Dimensional crossover of hard parallel cylinders confined on cylindrical surfaces.

We derive, from the dimensional-crossover criterion, a fundamental-measure density functional for parallel hard curved rectangles moving on a cylindrical surface. We derive it from the density functional of circular arcs of length σ with centers of mass located on an external circumference of radius R(0). The latter functional in turn is obtained from the corresponding two-dimensional functional for a fluid of hard disks of radius R on a flat surface with centers of mass confined onto a circumference of radius R(0). Thus the curved length of closest approach between the two centers of mass of hard disks on this circumference is σ=2R(0)sin(-1)(R/R(0)), the length of the circular arcs. From the density functional of circular arcs, and by applying a dimensional expansion procedure to the spatial dimension orthogonal to the plane of the circumference, we finally obtain the density functional of curved rectangles of edge lengths σ and L. Along with the derivation, we show that, when the centers of mass of the disks are confined to the exterior circumference of a circle of radius R(0),(i) for R(0)>R, the exact Percus one-dimensional (1D) density functional of circular arcs of length 2R(0)sin(-1)(R/R(0)) is obtained, and (ii) for R(0)<R, the zero-dimensional limit (a cavity that can hold one particle at most) is recovered. We also show that, for R(0)>R, the obtained functional is equivalent to that of parallel hard rectangles on a flat surface of the same lengths, except that now the density profile of curved rectangles is a periodic function of the azimuthal angle, ρ(φ,z)=ρ(φ+2π,z).
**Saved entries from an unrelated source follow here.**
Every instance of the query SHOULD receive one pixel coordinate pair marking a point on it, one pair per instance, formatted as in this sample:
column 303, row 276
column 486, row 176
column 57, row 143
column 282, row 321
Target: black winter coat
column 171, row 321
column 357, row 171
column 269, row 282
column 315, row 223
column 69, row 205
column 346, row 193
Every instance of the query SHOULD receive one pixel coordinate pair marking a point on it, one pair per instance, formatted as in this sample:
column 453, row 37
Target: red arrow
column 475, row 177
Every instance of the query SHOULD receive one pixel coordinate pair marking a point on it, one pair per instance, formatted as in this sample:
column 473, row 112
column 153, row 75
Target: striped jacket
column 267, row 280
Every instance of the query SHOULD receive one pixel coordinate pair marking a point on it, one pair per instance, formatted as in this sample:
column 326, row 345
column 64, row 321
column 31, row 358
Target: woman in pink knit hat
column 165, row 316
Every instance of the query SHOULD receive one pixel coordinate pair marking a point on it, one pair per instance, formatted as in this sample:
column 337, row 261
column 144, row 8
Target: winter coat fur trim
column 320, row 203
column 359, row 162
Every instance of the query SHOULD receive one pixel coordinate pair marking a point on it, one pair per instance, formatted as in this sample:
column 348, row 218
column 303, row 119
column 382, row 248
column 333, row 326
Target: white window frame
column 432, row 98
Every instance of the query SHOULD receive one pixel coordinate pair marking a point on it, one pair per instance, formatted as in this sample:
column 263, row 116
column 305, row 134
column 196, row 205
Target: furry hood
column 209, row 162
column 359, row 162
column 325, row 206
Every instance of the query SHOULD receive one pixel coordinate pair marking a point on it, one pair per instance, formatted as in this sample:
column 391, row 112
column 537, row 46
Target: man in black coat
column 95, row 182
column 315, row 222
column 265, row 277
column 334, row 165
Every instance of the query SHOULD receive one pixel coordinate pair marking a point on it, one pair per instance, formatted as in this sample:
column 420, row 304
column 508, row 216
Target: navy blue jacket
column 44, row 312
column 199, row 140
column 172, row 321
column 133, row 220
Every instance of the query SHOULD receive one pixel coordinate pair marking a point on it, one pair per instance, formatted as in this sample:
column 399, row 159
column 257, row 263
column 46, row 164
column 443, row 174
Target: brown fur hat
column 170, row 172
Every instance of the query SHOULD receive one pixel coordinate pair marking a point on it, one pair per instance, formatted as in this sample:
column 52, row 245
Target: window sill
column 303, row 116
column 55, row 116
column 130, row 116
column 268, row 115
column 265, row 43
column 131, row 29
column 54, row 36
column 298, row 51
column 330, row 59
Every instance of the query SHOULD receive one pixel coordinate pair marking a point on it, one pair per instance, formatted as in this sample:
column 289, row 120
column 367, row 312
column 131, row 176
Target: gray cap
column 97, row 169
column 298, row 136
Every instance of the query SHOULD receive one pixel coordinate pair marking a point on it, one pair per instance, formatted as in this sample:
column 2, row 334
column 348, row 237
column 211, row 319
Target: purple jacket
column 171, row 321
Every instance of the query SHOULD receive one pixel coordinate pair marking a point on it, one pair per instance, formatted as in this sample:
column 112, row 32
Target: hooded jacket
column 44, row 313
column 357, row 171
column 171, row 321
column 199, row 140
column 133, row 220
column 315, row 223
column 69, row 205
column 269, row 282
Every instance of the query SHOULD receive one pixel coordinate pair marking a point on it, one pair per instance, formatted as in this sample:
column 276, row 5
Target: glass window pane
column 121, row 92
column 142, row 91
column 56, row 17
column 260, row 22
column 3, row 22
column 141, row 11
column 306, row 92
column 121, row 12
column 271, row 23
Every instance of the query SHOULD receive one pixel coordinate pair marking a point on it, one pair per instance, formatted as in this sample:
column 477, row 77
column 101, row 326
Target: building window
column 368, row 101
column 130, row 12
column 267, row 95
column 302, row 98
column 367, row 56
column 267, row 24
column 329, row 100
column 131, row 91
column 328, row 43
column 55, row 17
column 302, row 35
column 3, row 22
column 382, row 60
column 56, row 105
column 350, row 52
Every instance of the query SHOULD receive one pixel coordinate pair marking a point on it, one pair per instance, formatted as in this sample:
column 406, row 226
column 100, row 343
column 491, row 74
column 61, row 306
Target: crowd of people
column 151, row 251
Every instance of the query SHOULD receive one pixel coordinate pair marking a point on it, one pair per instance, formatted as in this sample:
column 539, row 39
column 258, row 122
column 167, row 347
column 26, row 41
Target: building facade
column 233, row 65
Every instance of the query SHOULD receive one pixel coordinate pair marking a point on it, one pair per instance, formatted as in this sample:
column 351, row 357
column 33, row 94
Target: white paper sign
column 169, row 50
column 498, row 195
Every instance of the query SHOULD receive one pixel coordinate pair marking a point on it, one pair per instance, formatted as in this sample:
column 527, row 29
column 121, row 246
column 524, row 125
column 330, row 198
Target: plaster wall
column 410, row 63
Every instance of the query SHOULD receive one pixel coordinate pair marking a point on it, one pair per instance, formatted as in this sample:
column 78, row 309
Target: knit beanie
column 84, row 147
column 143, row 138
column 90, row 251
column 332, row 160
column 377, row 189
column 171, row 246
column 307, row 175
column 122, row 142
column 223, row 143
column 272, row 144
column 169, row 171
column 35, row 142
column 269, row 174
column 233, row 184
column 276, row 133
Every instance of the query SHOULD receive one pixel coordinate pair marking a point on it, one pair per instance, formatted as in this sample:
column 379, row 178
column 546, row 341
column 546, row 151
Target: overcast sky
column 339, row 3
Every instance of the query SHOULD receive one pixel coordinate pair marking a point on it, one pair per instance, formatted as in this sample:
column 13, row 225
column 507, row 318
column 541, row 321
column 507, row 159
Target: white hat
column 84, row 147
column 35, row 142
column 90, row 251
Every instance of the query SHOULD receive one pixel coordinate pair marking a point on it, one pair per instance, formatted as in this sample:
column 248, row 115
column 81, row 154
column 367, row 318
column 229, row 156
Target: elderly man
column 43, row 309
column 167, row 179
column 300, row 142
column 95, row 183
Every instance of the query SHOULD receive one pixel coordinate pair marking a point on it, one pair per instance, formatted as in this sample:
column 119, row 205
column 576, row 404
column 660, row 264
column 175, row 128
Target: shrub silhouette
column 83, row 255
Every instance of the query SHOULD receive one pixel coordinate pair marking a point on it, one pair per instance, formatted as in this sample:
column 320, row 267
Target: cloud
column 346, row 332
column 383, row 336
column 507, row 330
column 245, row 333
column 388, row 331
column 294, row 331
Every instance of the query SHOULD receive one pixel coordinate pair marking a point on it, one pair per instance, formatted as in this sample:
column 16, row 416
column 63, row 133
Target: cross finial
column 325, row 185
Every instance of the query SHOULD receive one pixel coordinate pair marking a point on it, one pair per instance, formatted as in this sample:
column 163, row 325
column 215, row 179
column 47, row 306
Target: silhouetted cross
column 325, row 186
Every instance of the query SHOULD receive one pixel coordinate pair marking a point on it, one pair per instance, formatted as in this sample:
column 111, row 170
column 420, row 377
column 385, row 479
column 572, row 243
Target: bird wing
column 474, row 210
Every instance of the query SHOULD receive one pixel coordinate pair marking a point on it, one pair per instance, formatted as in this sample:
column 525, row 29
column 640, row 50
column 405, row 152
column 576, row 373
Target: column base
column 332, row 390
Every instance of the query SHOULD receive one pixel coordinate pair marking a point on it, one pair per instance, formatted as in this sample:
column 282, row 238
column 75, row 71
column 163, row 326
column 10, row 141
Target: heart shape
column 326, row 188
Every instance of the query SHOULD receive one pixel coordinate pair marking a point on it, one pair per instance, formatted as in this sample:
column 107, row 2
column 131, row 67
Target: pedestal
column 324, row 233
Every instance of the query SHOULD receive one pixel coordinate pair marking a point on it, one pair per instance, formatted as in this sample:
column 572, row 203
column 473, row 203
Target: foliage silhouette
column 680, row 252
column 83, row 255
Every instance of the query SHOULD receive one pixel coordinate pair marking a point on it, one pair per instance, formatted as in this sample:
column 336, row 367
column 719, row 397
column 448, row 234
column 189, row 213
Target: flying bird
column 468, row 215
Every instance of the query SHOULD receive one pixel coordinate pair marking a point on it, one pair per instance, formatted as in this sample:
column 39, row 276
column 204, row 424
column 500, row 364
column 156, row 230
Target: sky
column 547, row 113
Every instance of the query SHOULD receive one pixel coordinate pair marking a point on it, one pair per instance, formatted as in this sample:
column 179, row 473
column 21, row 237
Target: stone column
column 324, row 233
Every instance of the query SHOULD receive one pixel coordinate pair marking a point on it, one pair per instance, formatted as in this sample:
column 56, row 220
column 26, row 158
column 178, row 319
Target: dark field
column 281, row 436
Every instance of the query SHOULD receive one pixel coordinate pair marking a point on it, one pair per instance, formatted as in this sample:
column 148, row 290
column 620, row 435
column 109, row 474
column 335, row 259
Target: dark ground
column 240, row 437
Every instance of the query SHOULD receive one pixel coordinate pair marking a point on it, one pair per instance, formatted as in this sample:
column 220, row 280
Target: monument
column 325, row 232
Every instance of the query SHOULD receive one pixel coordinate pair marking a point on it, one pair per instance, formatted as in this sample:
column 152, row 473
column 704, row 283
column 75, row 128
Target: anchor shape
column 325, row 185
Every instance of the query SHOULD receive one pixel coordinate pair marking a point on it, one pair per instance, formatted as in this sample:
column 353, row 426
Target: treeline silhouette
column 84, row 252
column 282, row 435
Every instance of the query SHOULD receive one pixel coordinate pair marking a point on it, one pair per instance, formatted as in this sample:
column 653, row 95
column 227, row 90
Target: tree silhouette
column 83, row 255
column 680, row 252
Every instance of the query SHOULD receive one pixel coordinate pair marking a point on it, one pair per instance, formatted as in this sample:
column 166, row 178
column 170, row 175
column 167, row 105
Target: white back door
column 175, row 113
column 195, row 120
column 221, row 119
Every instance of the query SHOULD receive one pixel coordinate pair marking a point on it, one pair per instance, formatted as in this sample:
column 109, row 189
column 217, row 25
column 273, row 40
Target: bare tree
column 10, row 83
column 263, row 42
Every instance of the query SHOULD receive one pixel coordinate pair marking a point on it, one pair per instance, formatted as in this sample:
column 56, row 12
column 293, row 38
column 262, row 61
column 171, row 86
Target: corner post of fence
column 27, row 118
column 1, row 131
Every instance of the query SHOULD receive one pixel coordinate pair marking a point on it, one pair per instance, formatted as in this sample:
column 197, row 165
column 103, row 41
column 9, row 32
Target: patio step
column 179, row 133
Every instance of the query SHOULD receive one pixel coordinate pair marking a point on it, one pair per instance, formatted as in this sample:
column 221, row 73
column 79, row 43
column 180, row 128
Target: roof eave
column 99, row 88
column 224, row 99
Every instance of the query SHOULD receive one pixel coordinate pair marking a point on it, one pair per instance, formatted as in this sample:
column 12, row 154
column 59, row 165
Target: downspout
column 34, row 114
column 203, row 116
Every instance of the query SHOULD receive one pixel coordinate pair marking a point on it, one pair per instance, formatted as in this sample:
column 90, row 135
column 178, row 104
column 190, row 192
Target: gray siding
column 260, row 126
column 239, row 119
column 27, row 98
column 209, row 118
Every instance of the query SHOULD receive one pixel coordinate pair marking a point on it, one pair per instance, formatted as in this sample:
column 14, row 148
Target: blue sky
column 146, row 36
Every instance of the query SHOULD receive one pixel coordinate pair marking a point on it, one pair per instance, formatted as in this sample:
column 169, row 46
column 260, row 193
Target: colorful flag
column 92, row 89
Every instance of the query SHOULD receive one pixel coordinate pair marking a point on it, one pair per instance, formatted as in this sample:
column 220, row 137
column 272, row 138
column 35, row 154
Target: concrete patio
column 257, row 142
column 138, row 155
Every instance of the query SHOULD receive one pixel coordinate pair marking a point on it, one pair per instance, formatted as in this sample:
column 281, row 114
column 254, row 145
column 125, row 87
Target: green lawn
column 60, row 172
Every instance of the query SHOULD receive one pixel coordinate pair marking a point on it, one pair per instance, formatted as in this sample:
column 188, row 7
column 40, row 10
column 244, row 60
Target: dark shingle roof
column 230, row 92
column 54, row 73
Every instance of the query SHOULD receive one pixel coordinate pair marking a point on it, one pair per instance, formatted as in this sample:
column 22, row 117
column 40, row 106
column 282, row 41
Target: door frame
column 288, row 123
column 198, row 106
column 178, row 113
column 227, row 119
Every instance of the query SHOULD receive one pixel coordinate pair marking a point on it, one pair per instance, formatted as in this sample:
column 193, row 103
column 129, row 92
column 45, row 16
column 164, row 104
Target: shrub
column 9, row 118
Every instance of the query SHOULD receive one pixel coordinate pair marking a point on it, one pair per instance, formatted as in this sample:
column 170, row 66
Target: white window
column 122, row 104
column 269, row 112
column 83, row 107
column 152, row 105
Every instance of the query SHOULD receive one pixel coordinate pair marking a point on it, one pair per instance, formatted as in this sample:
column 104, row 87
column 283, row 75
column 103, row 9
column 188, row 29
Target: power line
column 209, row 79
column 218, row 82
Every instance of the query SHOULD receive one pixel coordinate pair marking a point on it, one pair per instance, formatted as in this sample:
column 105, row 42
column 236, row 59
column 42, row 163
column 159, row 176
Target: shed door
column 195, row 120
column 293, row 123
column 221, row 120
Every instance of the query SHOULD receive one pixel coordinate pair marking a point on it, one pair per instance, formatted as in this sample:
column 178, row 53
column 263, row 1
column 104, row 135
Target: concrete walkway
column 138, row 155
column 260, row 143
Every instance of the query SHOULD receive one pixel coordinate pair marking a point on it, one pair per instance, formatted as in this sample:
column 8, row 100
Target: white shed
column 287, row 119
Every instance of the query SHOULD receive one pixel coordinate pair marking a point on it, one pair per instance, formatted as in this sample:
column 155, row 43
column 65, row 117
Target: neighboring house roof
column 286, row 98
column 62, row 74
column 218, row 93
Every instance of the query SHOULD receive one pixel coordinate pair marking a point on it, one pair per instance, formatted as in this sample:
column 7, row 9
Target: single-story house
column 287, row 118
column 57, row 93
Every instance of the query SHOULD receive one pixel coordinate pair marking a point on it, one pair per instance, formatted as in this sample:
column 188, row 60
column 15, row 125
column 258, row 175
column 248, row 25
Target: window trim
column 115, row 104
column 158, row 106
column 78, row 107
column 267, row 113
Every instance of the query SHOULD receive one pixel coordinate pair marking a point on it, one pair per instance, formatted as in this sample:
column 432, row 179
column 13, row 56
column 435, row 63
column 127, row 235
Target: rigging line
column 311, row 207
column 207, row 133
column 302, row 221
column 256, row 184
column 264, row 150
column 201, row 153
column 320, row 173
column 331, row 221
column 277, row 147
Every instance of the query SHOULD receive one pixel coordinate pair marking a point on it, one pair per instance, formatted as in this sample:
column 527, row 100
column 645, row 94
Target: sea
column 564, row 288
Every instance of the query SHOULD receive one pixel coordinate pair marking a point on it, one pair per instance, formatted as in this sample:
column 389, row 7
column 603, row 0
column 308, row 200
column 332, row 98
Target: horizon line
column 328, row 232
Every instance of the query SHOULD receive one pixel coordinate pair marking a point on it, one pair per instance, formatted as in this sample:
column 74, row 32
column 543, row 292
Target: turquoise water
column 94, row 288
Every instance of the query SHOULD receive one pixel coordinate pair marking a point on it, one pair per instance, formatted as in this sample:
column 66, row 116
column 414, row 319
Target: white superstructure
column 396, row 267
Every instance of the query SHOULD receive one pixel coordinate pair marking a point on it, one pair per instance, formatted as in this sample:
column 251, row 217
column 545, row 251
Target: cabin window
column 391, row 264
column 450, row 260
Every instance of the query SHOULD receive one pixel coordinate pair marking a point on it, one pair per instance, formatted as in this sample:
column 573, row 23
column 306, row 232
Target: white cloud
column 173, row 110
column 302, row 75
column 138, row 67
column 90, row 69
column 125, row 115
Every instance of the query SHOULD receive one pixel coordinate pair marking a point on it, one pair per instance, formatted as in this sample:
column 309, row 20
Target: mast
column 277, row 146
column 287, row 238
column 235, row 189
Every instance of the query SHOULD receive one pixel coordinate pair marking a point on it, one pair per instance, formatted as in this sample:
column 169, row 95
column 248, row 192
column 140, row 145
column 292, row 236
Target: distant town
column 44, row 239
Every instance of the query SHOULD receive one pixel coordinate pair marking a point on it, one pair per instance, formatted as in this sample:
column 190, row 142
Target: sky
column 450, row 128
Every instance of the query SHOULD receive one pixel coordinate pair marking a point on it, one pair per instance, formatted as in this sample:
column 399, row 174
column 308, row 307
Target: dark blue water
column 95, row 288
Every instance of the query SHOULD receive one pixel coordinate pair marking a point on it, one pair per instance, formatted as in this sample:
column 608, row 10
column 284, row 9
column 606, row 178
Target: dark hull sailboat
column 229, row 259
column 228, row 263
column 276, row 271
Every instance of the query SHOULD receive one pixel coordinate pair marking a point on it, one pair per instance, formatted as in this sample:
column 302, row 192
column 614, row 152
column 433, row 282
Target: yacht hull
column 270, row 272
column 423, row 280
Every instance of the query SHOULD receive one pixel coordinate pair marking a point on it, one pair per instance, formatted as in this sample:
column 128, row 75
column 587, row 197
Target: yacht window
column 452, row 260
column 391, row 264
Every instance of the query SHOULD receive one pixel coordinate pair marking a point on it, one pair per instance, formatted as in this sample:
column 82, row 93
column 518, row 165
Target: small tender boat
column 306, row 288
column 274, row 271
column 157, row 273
The phase behavior of a fluid of aligned curved rectangles is obtained by calculating the free-energy branches of smectic, columnar, and crystalline phases for different values of the ratio R(0)/R in the range 1<R(0)/R≤4; the smectic phase turns out to be the most stable except for R(0)/R=4, where the crystalline phase becomes reentrant in a small range of packing fractions. When R(0)/R<1 the transition is absent, since the density functional of curved rectangles reduces to the 1D Percus functional.